Adding to the tariffs on Canadian lumber, imported steel and aluminum, this new round of tariffs on Chinese goods will include wall material, floorboards, light fixtures, cabinets and countertops, heating and cooling equipment, tile for bathrooms and back splashes, and more. Most mosaic, glass and patterned tile are not made in the U.S., as well as the cost of ceramic, natural stone, glass materials, and more. Industry experts estimate that import duties on these items will go up at least 15 to 20 percent, which will in turn force costs on them all to follow suit.
While vehicles may cost thousands more with the tariffs on steel, housing costs are harder to pinpoint. What is known is that the combined tariffs on everything from building materials to appliances will increase the overall cost of new homes. The true impact of this tariff won’t be seen until the next wave of home construction begins next year, when builders will be forced to pay for the higher material costs of Canadian lumber for construction jobs that are already contracted.
The steel and aluminum tariffs will affect new home prices if the cost of those materials increases within the U.S. This effect will be more muted, since homes are typically built more with wood than metal.

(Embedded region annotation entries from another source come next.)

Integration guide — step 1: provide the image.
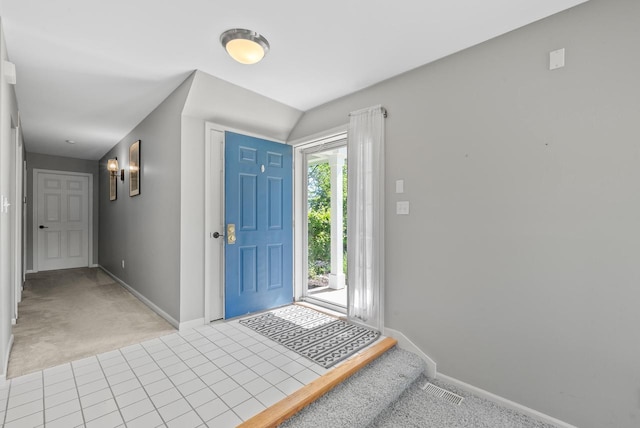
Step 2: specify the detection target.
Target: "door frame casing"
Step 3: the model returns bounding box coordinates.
[203,121,288,324]
[31,168,93,273]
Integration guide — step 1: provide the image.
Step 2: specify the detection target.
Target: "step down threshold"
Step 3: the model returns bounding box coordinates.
[238,337,398,428]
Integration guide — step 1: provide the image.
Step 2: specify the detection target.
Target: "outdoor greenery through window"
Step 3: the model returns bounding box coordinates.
[307,146,347,306]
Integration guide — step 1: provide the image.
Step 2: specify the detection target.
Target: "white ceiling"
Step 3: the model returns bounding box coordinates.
[0,0,585,159]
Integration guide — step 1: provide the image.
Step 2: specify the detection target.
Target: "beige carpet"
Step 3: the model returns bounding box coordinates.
[7,268,176,378]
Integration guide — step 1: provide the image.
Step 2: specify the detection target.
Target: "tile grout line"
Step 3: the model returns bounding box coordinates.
[139,333,206,425]
[192,324,292,422]
[69,357,89,427]
[189,324,262,422]
[94,349,129,426]
[2,379,12,427]
[40,370,44,427]
[115,344,167,426]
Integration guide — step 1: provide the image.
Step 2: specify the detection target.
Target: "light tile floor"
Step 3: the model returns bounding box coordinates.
[0,320,327,428]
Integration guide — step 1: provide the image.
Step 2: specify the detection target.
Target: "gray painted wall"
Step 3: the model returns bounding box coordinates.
[26,153,99,270]
[290,0,640,428]
[99,76,193,322]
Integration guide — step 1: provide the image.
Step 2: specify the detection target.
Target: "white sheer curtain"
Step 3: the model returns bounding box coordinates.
[347,105,386,331]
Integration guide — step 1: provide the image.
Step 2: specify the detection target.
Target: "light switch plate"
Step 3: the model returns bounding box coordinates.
[549,48,564,70]
[396,201,409,215]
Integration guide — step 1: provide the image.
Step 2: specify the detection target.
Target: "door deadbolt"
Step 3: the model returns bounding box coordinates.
[227,223,236,244]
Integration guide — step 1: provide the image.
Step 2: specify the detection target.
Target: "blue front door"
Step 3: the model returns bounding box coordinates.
[225,132,293,318]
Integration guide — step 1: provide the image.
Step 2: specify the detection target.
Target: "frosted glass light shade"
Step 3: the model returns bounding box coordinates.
[220,28,269,64]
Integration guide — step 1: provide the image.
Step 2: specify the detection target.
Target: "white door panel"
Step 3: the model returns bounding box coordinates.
[36,172,89,270]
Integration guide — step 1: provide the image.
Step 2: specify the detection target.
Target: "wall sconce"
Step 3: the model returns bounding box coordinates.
[107,158,124,181]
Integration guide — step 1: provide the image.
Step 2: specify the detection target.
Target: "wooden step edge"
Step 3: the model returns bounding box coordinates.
[238,337,398,428]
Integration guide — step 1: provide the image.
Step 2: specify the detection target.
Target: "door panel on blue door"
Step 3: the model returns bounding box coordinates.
[225,132,293,318]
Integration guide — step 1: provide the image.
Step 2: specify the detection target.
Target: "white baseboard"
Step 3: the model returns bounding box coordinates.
[383,327,436,378]
[178,318,205,331]
[436,373,577,428]
[98,265,180,329]
[0,334,13,382]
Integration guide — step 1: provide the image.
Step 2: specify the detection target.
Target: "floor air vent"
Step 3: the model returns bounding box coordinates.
[422,382,464,406]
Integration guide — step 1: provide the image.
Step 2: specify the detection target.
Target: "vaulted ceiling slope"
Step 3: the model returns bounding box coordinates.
[0,0,585,159]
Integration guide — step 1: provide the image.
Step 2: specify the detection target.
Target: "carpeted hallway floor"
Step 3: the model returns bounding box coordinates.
[7,268,175,378]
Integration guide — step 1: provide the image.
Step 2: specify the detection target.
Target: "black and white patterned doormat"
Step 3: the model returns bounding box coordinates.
[240,305,380,368]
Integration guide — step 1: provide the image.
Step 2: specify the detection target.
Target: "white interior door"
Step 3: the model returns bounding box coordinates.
[205,125,224,321]
[34,172,89,271]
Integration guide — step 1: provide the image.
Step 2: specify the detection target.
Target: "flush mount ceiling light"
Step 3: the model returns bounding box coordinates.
[220,28,269,64]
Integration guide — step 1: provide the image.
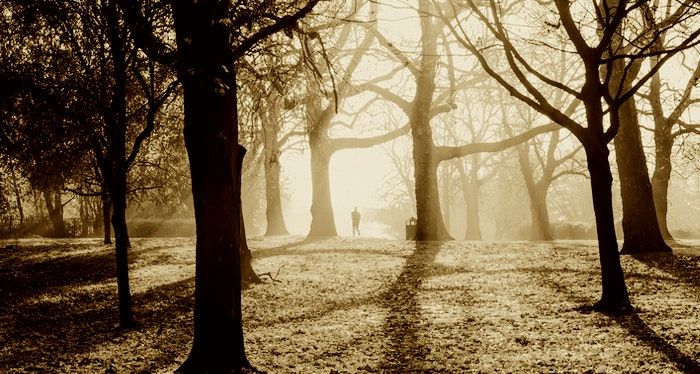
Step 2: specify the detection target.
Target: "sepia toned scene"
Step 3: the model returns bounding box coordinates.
[0,0,700,374]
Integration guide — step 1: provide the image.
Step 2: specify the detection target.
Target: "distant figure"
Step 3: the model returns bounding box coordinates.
[350,207,362,236]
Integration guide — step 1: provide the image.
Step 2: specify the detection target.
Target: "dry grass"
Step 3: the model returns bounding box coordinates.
[0,237,700,373]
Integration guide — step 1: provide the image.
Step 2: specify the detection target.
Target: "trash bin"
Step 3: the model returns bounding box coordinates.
[406,217,418,240]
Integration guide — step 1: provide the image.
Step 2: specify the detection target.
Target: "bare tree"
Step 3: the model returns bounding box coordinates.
[641,42,700,240]
[439,0,700,311]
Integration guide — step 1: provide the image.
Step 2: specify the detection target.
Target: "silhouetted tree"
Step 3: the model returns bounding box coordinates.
[440,0,700,311]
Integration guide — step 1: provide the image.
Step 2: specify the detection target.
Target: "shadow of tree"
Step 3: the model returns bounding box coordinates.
[632,252,700,294]
[380,242,441,373]
[248,238,319,260]
[532,269,700,373]
[0,278,194,372]
[611,312,700,373]
[0,246,156,313]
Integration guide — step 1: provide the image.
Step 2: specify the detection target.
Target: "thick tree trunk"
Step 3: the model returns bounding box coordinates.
[458,154,482,240]
[464,184,482,240]
[308,129,338,238]
[440,162,452,232]
[611,97,671,254]
[110,175,134,328]
[528,185,553,241]
[100,192,112,244]
[413,156,452,241]
[410,0,452,240]
[10,164,24,228]
[173,0,250,373]
[585,141,631,312]
[241,150,262,287]
[265,115,289,236]
[651,140,674,241]
[650,93,674,241]
[41,190,68,238]
[102,2,134,329]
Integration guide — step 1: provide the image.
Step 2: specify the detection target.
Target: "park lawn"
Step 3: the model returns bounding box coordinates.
[0,237,700,373]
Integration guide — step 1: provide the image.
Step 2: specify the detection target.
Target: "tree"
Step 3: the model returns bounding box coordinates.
[439,0,700,311]
[157,0,317,373]
[296,1,408,238]
[501,97,582,240]
[642,43,700,241]
[384,0,554,240]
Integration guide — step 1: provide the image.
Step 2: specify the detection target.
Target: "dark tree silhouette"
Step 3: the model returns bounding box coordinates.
[440,0,700,311]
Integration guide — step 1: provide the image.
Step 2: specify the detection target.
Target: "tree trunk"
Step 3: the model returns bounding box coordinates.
[308,125,338,238]
[110,175,134,328]
[458,157,482,240]
[102,2,134,329]
[651,137,674,241]
[10,164,24,228]
[440,162,452,232]
[265,111,289,236]
[413,155,452,241]
[173,0,250,373]
[238,184,262,287]
[100,192,112,244]
[41,189,68,238]
[611,97,671,254]
[585,141,631,312]
[410,0,452,240]
[528,185,553,241]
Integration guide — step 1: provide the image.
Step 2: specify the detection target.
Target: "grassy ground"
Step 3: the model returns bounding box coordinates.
[0,237,700,373]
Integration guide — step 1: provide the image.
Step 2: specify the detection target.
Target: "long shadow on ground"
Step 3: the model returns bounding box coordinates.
[380,242,441,373]
[531,268,700,373]
[0,278,194,372]
[632,253,700,294]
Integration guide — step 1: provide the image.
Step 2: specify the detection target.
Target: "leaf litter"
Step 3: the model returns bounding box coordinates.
[0,237,700,373]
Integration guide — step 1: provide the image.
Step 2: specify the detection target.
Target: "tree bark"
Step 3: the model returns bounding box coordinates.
[458,154,482,240]
[528,185,553,241]
[110,175,134,328]
[173,0,250,373]
[409,0,452,241]
[102,2,134,329]
[611,97,671,254]
[651,134,674,241]
[584,133,631,312]
[648,69,676,241]
[100,194,112,244]
[41,189,68,238]
[265,110,289,236]
[10,164,24,229]
[308,126,338,238]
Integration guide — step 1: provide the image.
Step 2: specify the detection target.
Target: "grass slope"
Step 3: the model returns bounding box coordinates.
[0,237,700,373]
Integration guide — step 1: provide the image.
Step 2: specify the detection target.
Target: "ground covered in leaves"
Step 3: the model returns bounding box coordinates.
[0,237,700,373]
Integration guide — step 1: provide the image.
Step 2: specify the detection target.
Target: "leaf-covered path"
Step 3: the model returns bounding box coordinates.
[0,237,700,373]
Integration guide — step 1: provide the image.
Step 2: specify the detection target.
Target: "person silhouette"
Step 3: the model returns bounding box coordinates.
[350,207,362,236]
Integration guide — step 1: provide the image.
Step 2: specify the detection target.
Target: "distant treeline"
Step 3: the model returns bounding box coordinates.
[0,218,195,239]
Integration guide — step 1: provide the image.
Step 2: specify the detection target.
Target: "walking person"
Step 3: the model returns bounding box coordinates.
[350,207,362,236]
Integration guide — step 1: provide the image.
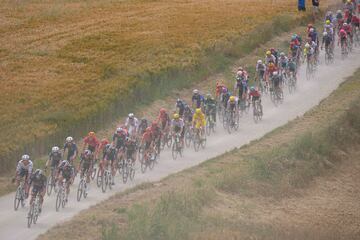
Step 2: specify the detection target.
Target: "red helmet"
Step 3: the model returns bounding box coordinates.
[101,138,109,146]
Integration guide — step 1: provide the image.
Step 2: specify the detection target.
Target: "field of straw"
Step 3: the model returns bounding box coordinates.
[0,0,304,169]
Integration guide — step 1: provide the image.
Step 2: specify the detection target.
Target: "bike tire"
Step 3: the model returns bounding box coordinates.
[55,189,62,212]
[171,142,178,160]
[76,179,84,202]
[14,188,21,211]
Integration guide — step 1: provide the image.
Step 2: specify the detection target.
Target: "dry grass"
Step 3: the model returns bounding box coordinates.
[0,0,318,172]
[39,65,360,239]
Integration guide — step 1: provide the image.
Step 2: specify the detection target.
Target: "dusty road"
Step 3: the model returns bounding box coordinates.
[0,49,360,240]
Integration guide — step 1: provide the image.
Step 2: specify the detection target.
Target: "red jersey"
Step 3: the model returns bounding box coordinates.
[141,132,152,143]
[84,136,100,148]
[249,90,261,98]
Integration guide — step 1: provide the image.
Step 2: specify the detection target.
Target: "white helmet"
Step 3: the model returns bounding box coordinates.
[51,146,60,153]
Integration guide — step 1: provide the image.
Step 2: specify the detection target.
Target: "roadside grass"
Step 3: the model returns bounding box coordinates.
[102,71,360,240]
[0,0,320,173]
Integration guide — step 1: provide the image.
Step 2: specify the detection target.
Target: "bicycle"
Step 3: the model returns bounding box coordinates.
[171,133,183,160]
[253,100,263,123]
[27,193,40,228]
[193,128,206,152]
[139,143,157,173]
[46,167,57,196]
[55,179,67,212]
[101,166,113,193]
[77,169,88,202]
[14,178,26,211]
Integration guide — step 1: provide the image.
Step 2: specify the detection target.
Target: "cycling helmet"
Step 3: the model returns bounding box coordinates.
[101,138,109,146]
[51,146,60,153]
[84,149,91,156]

Lumber accounts for one-third of the average cost of building a new home, while steel and aluminum contribute just 0.5 percent to one percent of the home’s total cost.
With the new and existing tariffs, apartment buildings and condos will feel the hurt the most because they require significantly more steel than single-family homes. Unfortunately, these material costs may have to be absorbed by buyers and renters.
Overall, the tariffs aim to strengthen the American economy by forcing construction companies to use American goods rather than foreign imports, however this has also raised the actual cost of building a house. This may cause new home construction to plummet in the coming year and fewer renovation projects like kitchen and bathroom remodels as well, but it remains to be seen.